What are SAS Generation Datasets?
SAS generation datasets are historical copies of a SAS data set. You can request SAS to keep multiple copies of a SAS data set by using the generations feature.
Generation datasets are useful for backup and recovery a specific data set, comparing two or more data sets for audit purposes.
Read the paper "Generation Why: How Generation Data Sets Can Help"
Terminologies of SAS Generation Datasets
- Base version – The base version is the most recent version.
- Oldest version – It is the oldest version in a generation group.
- Youngest version- It is the version that is chronologically closest to the base version.
- Generation group – is a group of data sets that represent a series of replacements to the original data set. The generation group consists of the base version and a set of historical versions.
- GENMAX- is an output data set option to specifies how many versions (including the base version and all historical versions) to keep.
- GENNUM- is an INPUT data set option that specifies which version of a data set to open. Positive numbers are absolute references to a historical version by its generation number. Negative numbers are a relative reference to historical versions. For example, GENNUM=-1 refers to the youngest version. GENNUM=0 refers to the current version.
- Generation number – is a monotonically increasing number that identifies one of the historical versions in a generation group. For example, the data set named AIR#272 has a generation number of 272.
- Historical versions – are the older copies of the base version of a data set. Names for historical versions have a four-character suffix for the generation number, such as #003.
- Rolling over-specifies the process of the version number moving from 999 to 000. When the generation number reaches 999, its next value is 000.
- shift down – specifies a demotion of the base version to be the youngest version and deletion of the oldest version, if applicable. This typically happens when you create a new base version.
- shift up – specifies a promotion of the youngest version to be the base version. This typically happens when you delete the base version.
Creating Generation Dataset
To create generation data sets and to specify the number of versions to maintain, specify
GENMAX = <n> in the output dataset option.
For example, the following DATA step creates a new data set and requests that up to four copies be kept (one base version and three historical versions):
Example 1: Creating Generation dataset
data test(genmax=4); a=1; output; run; data test; a=5; run; data test; a=10; run; data test; a=15; b=20; run;
The first time a data set with generations is replaced SAS keeps the replaced data set and appends a four-character version number to its member name, which includes # and a three-digit serial number.
The name of the generation dataset is limited to 28 characters because the last 4 characters are reserved for the version number.
If your data set is named as test, the 1st replaced data set becomes test#001. When the data set is replaced for the second time, the replaced data set becomes test#002; that is, test#002 is the version that is chronologically closest to the base version.

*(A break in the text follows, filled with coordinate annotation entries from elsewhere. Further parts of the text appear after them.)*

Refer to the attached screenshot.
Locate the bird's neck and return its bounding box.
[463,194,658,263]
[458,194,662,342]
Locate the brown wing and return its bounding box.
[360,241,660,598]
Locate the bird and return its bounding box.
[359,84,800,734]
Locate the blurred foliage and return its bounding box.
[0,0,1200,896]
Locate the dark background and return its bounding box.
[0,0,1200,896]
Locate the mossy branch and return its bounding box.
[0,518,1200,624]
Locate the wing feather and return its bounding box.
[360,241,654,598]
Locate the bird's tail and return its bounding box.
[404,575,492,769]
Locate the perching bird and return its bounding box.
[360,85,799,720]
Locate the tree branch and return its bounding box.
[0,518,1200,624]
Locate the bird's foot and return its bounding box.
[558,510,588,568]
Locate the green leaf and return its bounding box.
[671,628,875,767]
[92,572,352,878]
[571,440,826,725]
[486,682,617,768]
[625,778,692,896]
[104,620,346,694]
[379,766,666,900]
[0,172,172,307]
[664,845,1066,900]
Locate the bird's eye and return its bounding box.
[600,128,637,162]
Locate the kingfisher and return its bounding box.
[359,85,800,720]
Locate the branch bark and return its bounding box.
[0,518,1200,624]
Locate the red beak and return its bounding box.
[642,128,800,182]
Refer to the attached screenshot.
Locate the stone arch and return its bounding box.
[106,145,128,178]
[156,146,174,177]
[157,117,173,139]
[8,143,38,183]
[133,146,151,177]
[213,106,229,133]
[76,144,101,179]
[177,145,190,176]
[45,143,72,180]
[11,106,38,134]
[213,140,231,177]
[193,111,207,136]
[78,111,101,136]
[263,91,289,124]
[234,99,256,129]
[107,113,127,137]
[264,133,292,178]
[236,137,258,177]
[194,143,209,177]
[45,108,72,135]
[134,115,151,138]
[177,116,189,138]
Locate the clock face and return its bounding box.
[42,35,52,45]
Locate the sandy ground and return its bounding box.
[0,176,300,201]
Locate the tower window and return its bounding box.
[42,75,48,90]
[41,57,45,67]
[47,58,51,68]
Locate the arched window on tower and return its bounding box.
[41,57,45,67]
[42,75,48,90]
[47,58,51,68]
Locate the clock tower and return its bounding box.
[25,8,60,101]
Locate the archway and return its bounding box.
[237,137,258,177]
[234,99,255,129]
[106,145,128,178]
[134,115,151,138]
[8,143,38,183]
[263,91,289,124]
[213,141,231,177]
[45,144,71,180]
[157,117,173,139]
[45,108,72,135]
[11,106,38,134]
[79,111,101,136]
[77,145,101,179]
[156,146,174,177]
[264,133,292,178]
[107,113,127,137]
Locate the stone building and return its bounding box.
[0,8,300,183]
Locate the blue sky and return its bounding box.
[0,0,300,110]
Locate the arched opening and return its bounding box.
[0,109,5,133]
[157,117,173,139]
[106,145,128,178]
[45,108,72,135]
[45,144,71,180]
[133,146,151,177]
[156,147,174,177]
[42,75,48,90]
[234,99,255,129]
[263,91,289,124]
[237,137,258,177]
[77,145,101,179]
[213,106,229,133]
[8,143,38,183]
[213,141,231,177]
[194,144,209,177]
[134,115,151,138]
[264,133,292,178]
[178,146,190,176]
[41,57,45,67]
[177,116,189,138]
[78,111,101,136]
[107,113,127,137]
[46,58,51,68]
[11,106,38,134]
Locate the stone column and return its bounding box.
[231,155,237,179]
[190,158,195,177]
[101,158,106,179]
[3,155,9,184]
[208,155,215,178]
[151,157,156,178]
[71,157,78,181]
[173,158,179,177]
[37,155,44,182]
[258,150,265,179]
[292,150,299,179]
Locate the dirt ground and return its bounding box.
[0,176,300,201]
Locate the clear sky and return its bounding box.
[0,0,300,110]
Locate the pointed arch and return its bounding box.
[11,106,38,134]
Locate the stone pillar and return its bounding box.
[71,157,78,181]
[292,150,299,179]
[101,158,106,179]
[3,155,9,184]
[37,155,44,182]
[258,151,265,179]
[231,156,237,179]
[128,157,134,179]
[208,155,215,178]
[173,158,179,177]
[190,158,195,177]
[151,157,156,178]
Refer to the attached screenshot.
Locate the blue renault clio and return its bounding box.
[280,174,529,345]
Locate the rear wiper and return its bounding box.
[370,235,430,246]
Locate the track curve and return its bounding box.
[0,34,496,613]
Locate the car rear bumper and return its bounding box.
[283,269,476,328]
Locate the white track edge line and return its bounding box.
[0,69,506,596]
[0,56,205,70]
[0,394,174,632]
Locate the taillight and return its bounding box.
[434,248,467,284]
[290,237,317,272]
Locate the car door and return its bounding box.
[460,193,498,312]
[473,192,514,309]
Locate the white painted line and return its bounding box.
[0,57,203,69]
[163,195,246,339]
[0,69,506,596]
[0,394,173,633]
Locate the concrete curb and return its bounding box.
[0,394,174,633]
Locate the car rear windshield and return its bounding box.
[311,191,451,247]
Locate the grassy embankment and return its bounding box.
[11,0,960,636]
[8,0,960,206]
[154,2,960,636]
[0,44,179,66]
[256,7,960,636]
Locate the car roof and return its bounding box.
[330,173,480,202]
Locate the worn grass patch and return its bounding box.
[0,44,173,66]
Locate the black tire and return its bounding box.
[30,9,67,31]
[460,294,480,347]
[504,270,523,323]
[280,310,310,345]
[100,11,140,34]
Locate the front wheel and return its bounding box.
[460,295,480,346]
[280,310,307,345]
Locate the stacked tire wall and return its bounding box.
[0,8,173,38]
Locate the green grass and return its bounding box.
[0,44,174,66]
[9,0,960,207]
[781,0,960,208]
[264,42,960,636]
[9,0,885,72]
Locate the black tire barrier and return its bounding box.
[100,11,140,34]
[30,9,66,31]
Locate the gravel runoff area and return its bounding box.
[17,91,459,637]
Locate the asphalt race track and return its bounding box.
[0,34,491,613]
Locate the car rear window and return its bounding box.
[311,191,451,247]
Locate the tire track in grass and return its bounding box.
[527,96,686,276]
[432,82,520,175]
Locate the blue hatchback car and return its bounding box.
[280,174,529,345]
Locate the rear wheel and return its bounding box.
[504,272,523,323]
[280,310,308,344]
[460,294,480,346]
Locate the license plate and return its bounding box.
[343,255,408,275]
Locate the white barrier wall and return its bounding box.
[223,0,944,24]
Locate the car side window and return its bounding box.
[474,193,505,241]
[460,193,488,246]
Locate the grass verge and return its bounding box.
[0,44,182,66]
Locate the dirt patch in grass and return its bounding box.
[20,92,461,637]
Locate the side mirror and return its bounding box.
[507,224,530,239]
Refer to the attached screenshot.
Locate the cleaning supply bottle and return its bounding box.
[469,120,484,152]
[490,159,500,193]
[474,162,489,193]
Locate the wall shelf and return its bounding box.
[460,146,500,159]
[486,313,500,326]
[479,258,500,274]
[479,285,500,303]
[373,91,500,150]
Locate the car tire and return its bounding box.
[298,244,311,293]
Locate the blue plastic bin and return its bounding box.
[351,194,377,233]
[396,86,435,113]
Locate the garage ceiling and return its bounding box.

After three replacements, the result is:
test base (current) version
test#003 most recent (youngest) historical version
test#002 second most recent historical version
test#001 oldest historical version.
With GENMAX=4 option, a fourth replacement deletes the oldest version, which is test#001. Similarly, a fifth replacement will delete test#002.
SAS will always maintain the maximum number of copies specified in the GENMAX=. as and when replacement happens.

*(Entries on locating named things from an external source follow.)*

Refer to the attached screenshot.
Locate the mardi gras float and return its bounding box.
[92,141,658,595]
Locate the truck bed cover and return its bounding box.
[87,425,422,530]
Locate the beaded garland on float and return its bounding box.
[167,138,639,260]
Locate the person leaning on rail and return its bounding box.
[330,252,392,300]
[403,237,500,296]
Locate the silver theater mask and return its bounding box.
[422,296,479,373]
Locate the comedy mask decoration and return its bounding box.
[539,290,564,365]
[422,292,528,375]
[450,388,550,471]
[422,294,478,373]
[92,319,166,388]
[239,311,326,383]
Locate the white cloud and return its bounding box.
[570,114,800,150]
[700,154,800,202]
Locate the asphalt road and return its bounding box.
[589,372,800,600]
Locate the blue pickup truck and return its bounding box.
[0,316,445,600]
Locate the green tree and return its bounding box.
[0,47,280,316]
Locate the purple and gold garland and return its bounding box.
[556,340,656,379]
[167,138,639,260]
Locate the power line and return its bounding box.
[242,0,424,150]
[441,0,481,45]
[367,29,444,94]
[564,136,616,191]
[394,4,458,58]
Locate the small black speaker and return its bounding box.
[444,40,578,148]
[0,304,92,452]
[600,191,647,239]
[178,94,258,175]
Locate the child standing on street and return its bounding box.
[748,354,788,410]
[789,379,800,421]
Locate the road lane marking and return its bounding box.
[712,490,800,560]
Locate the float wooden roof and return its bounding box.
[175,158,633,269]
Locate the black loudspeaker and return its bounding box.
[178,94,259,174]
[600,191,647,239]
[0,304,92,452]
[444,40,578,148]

For example, after ten replacements, the result is:
test base (current) version
test#010 most recent (youngest) historical version
test#009 2nd most recent historical version
test#008 oldest historical version
The limit for version numbers that SAS can append is #999. That is, after 999 replacements, the youngest version is #999.
So, after 1,000 replacements, SAS rolls over the youngest version number to #000. After 1,001 replacements, the youngest version number is #001
To view the Max Generation value of a dataset, you can use the
PROC CONTENTS procedure as below.
proc contents data=test; run;
To view how many generation dataset exists, use the
PROC DATASET procedure.
proc datasets library=work memtype=data; run;
Accessing generation datasets
To access one of the archived prior versions a new parameter (GENNUM=n) is specified with the dataset. This is called the generation number.

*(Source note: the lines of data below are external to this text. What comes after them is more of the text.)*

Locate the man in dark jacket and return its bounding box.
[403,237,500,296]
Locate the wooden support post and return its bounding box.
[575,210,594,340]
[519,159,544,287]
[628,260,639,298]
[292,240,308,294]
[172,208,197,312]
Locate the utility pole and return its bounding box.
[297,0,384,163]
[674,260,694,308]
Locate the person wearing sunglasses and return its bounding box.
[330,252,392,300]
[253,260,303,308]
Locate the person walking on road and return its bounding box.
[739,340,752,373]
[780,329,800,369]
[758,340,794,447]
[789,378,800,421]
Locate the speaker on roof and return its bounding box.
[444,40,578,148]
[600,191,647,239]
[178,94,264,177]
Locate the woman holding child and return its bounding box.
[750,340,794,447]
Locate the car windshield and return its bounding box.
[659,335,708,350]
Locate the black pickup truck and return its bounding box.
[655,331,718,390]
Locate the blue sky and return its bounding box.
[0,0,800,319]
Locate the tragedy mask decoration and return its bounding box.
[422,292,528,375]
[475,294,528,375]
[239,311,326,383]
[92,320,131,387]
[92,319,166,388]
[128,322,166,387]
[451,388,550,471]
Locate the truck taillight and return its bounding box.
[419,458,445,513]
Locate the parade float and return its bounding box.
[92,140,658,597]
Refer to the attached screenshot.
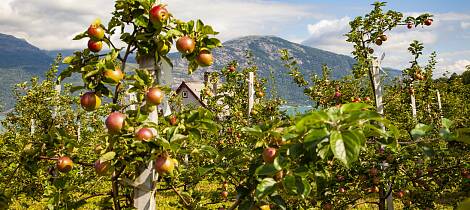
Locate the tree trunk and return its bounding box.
[379,187,386,210]
[134,56,160,210]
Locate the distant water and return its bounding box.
[279,106,312,116]
[0,115,5,131]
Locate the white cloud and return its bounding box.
[443,59,470,73]
[307,17,351,37]
[460,21,470,29]
[0,0,319,49]
[303,12,470,72]
[302,17,352,54]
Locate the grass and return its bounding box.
[10,181,453,210]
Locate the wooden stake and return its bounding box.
[437,90,444,118]
[134,56,160,210]
[410,84,417,121]
[248,72,255,117]
[372,58,394,210]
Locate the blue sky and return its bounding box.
[0,0,470,74]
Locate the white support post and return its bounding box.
[410,84,417,121]
[134,56,160,210]
[372,59,384,115]
[52,84,62,119]
[31,118,36,136]
[248,72,255,117]
[437,90,444,118]
[372,58,394,210]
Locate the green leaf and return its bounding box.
[304,128,329,143]
[241,126,263,137]
[411,123,432,139]
[62,56,75,64]
[157,137,171,150]
[83,69,100,79]
[255,178,276,199]
[134,15,148,28]
[70,86,85,93]
[442,118,453,129]
[341,103,372,113]
[295,111,329,132]
[100,152,116,162]
[455,128,470,144]
[170,133,188,143]
[269,195,287,210]
[197,166,214,176]
[282,175,312,198]
[255,164,281,176]
[73,32,88,40]
[200,145,219,157]
[330,131,366,168]
[457,198,470,210]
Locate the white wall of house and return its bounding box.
[179,87,202,107]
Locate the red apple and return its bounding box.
[103,68,124,84]
[369,167,379,176]
[397,190,405,198]
[170,115,178,126]
[424,18,433,26]
[335,91,341,98]
[135,128,153,141]
[220,191,228,199]
[88,39,103,53]
[94,159,111,176]
[155,155,175,174]
[222,181,228,189]
[259,204,271,210]
[323,203,333,210]
[80,92,101,111]
[406,23,413,29]
[228,65,237,73]
[87,22,104,41]
[379,34,388,42]
[196,50,214,67]
[176,36,196,54]
[106,112,126,134]
[375,38,383,46]
[56,156,73,173]
[369,186,380,193]
[150,4,170,23]
[146,87,165,105]
[263,147,277,163]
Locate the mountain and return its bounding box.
[170,36,355,104]
[0,34,52,73]
[0,34,399,111]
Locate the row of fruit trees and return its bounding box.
[0,0,470,210]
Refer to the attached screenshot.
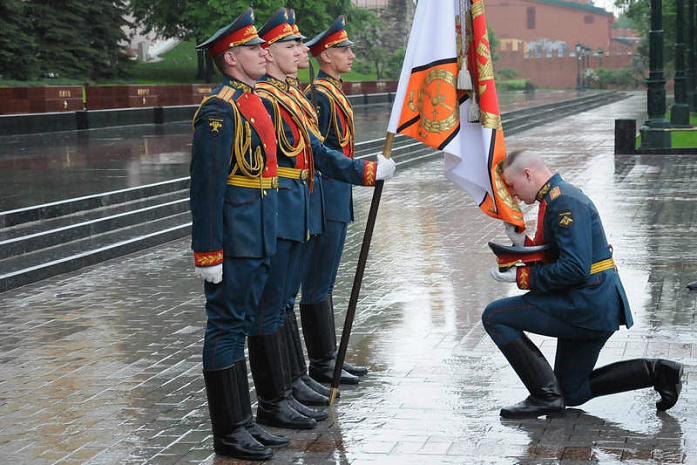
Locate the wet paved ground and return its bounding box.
[0,94,697,465]
[0,91,576,212]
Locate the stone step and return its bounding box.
[0,196,189,260]
[0,92,624,292]
[0,211,191,292]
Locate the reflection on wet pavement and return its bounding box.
[0,91,575,211]
[0,94,697,465]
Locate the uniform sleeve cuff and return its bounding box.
[516,266,530,289]
[363,161,378,186]
[194,250,223,266]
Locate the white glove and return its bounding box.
[489,266,517,283]
[503,222,526,247]
[194,263,223,284]
[375,154,397,180]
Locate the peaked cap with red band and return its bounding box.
[196,8,264,57]
[259,8,300,47]
[305,15,353,57]
[288,8,307,40]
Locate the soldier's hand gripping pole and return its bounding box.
[329,132,394,405]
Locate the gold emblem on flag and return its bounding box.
[408,68,460,139]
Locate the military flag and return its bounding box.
[387,0,525,230]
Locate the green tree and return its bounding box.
[0,0,39,81]
[129,0,351,81]
[26,0,133,80]
[349,9,389,80]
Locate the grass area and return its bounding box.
[132,41,204,85]
[636,112,697,149]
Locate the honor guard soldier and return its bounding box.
[300,16,384,384]
[482,150,683,418]
[190,8,289,460]
[249,8,394,429]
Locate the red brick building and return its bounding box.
[485,0,634,89]
[485,0,615,50]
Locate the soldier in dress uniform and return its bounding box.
[284,9,336,405]
[300,16,376,384]
[249,8,393,429]
[190,8,289,460]
[482,150,683,418]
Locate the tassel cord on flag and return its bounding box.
[329,132,394,406]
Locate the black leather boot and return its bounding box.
[203,359,273,460]
[276,322,329,421]
[300,297,358,384]
[590,359,683,411]
[248,329,317,429]
[501,334,566,418]
[235,360,290,448]
[283,312,329,405]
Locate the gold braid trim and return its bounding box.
[257,87,306,158]
[317,85,353,153]
[192,87,264,179]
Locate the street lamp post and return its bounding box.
[640,0,670,148]
[687,0,697,111]
[670,0,690,128]
[576,43,581,90]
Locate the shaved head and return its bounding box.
[501,150,552,204]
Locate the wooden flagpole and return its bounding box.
[329,132,394,405]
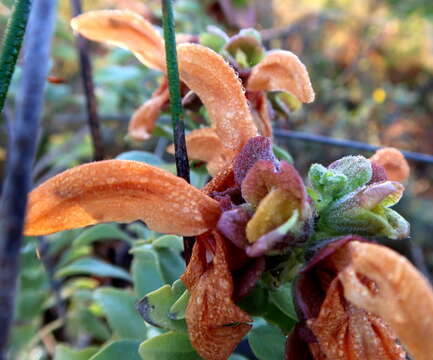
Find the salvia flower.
[286,235,433,360]
[308,156,409,239]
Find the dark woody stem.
[162,0,194,264]
[0,0,31,112]
[71,0,105,161]
[0,0,57,360]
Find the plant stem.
[162,0,194,264]
[0,0,56,360]
[71,0,105,161]
[0,0,31,112]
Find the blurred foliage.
[0,0,433,360]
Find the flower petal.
[370,147,410,182]
[177,44,257,152]
[71,10,165,71]
[340,242,433,360]
[247,91,272,137]
[247,50,314,103]
[182,232,251,360]
[128,80,169,141]
[242,160,308,214]
[25,160,220,236]
[167,128,232,176]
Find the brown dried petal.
[128,80,169,141]
[167,128,232,176]
[71,10,165,71]
[370,147,410,182]
[308,278,405,360]
[247,50,314,103]
[182,232,252,360]
[339,242,433,360]
[177,44,257,153]
[25,160,220,236]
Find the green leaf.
[72,224,133,247]
[77,308,111,341]
[156,248,185,284]
[248,324,286,360]
[54,345,98,360]
[168,290,189,320]
[90,340,140,360]
[269,283,298,321]
[139,331,201,360]
[272,144,293,164]
[138,280,186,330]
[56,257,131,281]
[116,150,164,166]
[94,288,147,340]
[131,245,165,297]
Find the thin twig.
[71,0,104,161]
[162,0,194,264]
[0,0,31,112]
[0,0,56,360]
[274,129,433,164]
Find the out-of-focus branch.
[71,0,104,160]
[274,129,433,164]
[0,0,56,360]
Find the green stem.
[162,0,194,264]
[0,0,32,111]
[162,0,189,182]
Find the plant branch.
[0,0,31,112]
[71,0,104,161]
[162,0,194,264]
[0,0,56,360]
[274,129,433,164]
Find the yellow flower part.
[373,88,386,104]
[246,189,293,243]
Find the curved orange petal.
[167,128,231,176]
[177,44,257,152]
[128,81,169,141]
[182,232,251,360]
[370,147,410,182]
[308,278,405,360]
[247,50,314,103]
[339,241,433,360]
[247,91,272,137]
[25,160,220,236]
[71,10,165,71]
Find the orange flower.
[174,50,314,176]
[286,235,433,360]
[25,38,263,359]
[71,10,314,175]
[370,147,410,182]
[71,10,190,140]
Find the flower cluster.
[25,11,433,360]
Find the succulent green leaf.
[272,144,294,164]
[269,283,298,321]
[139,331,201,360]
[248,324,286,360]
[94,288,147,340]
[54,345,98,360]
[56,257,131,281]
[168,290,190,320]
[73,224,133,247]
[90,340,141,360]
[137,280,186,330]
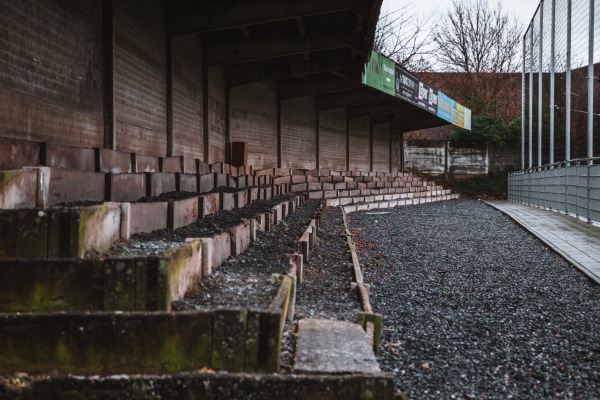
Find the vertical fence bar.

If the value is negative, this refers to a relative generation number, in that it is relative to the base data set.
Accessing base version
proc print data=test;
proc print data=test(gennum=0);
Processing the Newest Version
proc print data=test(gennum=-1);
Processing 2 Generations Back
proc print data=test(gennum=-2);
Processing 3 Generations Back
proc print data=test(gennum=-2);
data = test (gennum = -4 ) causes a program exception at run time and aborts the step.
(because the generation does not exist in our example due to the GENMAX option is set to 4).
ERROR: The version number specified in this file generation group is out of range: Current GENMAX value is 4; current GENNEXT value is 10.
Instead of a relative generation number, an actual generation number can be specified.
This is accomplished by specifying a positive number for GENNUM.
data = test (gennum = 3 ) will give access to test#003, as long as it is still available
Modifying the Number of Versions
When you modify the attributes of a data set, you can increase or decrease the number of versions for an existing generation group.
For example, the following
MODIFY statement in the
DATASETS procedure changes the number of generations for data set test to 5:
proc datasets library=work; modify test(genmax=5); run;
Note: SAS deletes the oldest version if you decrease the number of versions. This is not to exceed the new maximum number specified.
For example, the following MODIFY statement is used to decreases the number of historical versions of test dataset from 4 to 2. SAS automatically deletes the 2 historical versions:
proc datasets library=work nodetails; modify test(genmax=2); run;
Deleting Versions in a Generation Group
When you delete data sets, you can specify a specific version or an entire generation group to delete.
Using the DELETE statement in PROC DATASETS, the following options can be specified:
Example: Delete Base version and shifts up historical versions
proc datasets library=work; delete test(gennum=-2); run;
Example 2: Deletes TEXT#002.
proc datasets library=work; delete test(gennum=2); run;
¸Example 3: Delete all historical copies.
proc datasets library=work; delete test(gennum=hist); run;
Example 4: Delete all datasets including historical versions.
proc datasets library=work; delete test(gennum=all); run;
Renaming Versions in a Generation Group
When you rename a data set, you can rename an entire generation group:
Example 5: Renaming dataset name of the generation group.
proc datasets; change test=mydata; run;
You can also rename a single version by including GENNUM=:
Example 6: Renaming the most recent dataset name
proc datasets; change a(gennum=-1)=recent;